O psiquiatra Alexandre Laux, membro da Associação Paranaense de Psiquiatria, ressalta que a automutilação está associada a algum problema na infância e na adolescência, como o abuso sexual e a violência doméstica. ''Isso faz com que a formação de personalidade seja inadequada. A pessoa acaba desenvolvendo comportamentos imaturos e fica instável, sem saber lidar muito bem com os sentimentos'', afirma.

Muitos dos usuários das redes sociais relatam histórias relacionadas à violência sexual. A adolescente G.C., 15 anos, contou em um grupo com pouco mais de 1,8 mil membros que começou a se cortar por causa do abuso do padrasto. ''Tentei resistir, mas ele falou que me mataria e mataria a minha mãe. Então, à força ele me abusou sexualmente... Não consigo ficar feliz, só penso em me cortar me matar pois quero sair desse mundo", escreveu a jovem.

Patrícia*, 18 anos, começou a ser cortar com 14. O estopim para a ''prática'' foi o abuso sofrido e a rejeição de sua mãe. ''Apesar da violência sexual que eu sofria, foi quando minha própria mãe me disse que eu deveria morrer que eu comecei a me cortar. Cada corte que eu fazia me dava um pouco de alívio'', contou a jovem ao UOL.

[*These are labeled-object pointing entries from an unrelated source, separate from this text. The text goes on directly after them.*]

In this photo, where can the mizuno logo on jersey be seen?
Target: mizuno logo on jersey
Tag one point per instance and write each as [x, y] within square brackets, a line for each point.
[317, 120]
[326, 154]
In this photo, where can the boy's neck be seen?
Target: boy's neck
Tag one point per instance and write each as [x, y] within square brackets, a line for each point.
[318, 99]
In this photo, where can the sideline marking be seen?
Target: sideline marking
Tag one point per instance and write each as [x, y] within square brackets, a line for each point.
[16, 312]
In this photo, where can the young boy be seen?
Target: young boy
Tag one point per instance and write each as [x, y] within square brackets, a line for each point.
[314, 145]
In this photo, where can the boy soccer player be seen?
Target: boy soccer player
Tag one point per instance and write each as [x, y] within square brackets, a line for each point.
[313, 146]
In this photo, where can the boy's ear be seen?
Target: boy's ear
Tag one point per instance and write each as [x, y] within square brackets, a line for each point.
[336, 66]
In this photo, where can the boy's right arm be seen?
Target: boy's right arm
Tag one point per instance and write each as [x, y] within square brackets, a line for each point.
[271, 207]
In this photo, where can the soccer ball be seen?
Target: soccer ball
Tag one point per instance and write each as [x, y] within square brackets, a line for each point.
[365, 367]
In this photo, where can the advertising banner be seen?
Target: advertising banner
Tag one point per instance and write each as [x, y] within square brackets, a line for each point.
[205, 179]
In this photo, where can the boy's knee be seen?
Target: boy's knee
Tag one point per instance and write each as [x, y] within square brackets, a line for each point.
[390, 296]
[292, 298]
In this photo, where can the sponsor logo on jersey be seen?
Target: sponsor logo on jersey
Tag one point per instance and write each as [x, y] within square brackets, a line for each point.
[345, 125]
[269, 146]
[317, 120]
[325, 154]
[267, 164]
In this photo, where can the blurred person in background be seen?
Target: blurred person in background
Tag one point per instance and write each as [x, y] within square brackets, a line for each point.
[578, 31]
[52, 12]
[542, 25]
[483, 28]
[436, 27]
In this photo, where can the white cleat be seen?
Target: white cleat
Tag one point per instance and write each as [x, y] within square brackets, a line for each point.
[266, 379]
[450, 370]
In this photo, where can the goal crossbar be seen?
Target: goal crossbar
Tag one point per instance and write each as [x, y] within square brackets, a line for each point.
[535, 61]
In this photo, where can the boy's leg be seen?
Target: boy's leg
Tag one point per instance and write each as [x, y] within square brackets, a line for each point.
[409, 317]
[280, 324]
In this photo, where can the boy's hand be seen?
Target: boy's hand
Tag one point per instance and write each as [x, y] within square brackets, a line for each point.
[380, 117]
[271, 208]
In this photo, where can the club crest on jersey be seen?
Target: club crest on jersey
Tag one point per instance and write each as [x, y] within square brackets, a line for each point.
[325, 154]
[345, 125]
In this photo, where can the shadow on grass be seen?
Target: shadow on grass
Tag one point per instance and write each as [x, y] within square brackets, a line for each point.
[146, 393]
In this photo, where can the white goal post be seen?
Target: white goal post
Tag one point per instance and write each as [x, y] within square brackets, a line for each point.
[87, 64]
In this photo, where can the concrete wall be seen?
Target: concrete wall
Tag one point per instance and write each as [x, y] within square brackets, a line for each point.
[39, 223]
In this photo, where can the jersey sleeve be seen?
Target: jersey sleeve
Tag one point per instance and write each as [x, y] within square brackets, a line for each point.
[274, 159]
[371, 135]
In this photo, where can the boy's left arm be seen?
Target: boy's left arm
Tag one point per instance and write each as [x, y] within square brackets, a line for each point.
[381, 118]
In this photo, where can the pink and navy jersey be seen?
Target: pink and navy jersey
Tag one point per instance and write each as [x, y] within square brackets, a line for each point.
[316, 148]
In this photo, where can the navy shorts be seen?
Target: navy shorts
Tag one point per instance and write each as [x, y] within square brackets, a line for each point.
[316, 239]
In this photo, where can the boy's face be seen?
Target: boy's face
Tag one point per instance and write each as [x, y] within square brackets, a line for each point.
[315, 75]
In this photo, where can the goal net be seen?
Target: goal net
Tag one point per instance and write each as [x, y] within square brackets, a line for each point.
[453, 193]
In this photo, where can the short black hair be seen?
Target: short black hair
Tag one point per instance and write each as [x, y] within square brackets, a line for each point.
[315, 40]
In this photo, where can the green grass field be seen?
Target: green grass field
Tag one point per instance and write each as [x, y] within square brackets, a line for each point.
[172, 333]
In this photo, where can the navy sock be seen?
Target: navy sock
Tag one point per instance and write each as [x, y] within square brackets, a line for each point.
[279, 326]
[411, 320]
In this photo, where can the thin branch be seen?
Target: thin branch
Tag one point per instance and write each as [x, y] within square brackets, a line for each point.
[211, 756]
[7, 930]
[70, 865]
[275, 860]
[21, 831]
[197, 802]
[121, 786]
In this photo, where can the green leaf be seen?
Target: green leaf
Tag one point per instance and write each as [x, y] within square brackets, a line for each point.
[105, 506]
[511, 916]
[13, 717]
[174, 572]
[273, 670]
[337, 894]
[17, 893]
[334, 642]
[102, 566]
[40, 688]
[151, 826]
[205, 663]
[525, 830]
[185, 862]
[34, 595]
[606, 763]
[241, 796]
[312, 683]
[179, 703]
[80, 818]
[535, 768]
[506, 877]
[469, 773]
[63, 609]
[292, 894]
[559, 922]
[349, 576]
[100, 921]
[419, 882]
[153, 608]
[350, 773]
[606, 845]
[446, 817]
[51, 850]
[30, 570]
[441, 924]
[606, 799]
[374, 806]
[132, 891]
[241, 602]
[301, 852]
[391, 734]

Transtorno de personalidade

O Manual Diagnóstico e Estatístico de Doenças Mentais (DSM-5, na sigla da Associação Americana de Psiquiatria) classifica a automutilação como um quadro de desvio de personalidade. O mais comum é o transtorno da personalidade Borderline, caracterizado pela instabilidade nos relacionamentos interpessoais.

Jaqueline*, hoje com 19 anos, foi diagnosticada com Borderline. Ela, que também participa dos grupos, começou a se cortar com 14 anos por causa de problemas com a mãe. ''Eu só fui piorando, até que ano passado eu tive uma crise em que me cortei bastante. Levei mais de 100 pontos e fui internada em uma clinica psiquiátrica'', contou.

A produtora de moda Ray, vivida pela atriz Débora Falabella na série policial ''Dupla Identidade'' -- exibida pela rede Globo no final de 2014 -- é outro exemplo de pessoa que sofre de transtorno Borderline. A moça cortava os braços até sangrar quando seu namorado, interpretado pelo ator Bruno Gagliasso, desaparecia.
A existência dos grupos não caracteriza nenhum tipo de crime, segundo o delegado Demétrius Gonzaga de Olivera, titular do Núcleo de Combate aos Cibercrimes (Nuciber). ''Seria se existisse algum tipo de induzimento ao suicídio''. A instigação ao suicídio, especificada no Art. 122 do Código Penal, prevê reclusão de dois a seis anos e, se o ato for consumado, reclusão de um a três anos.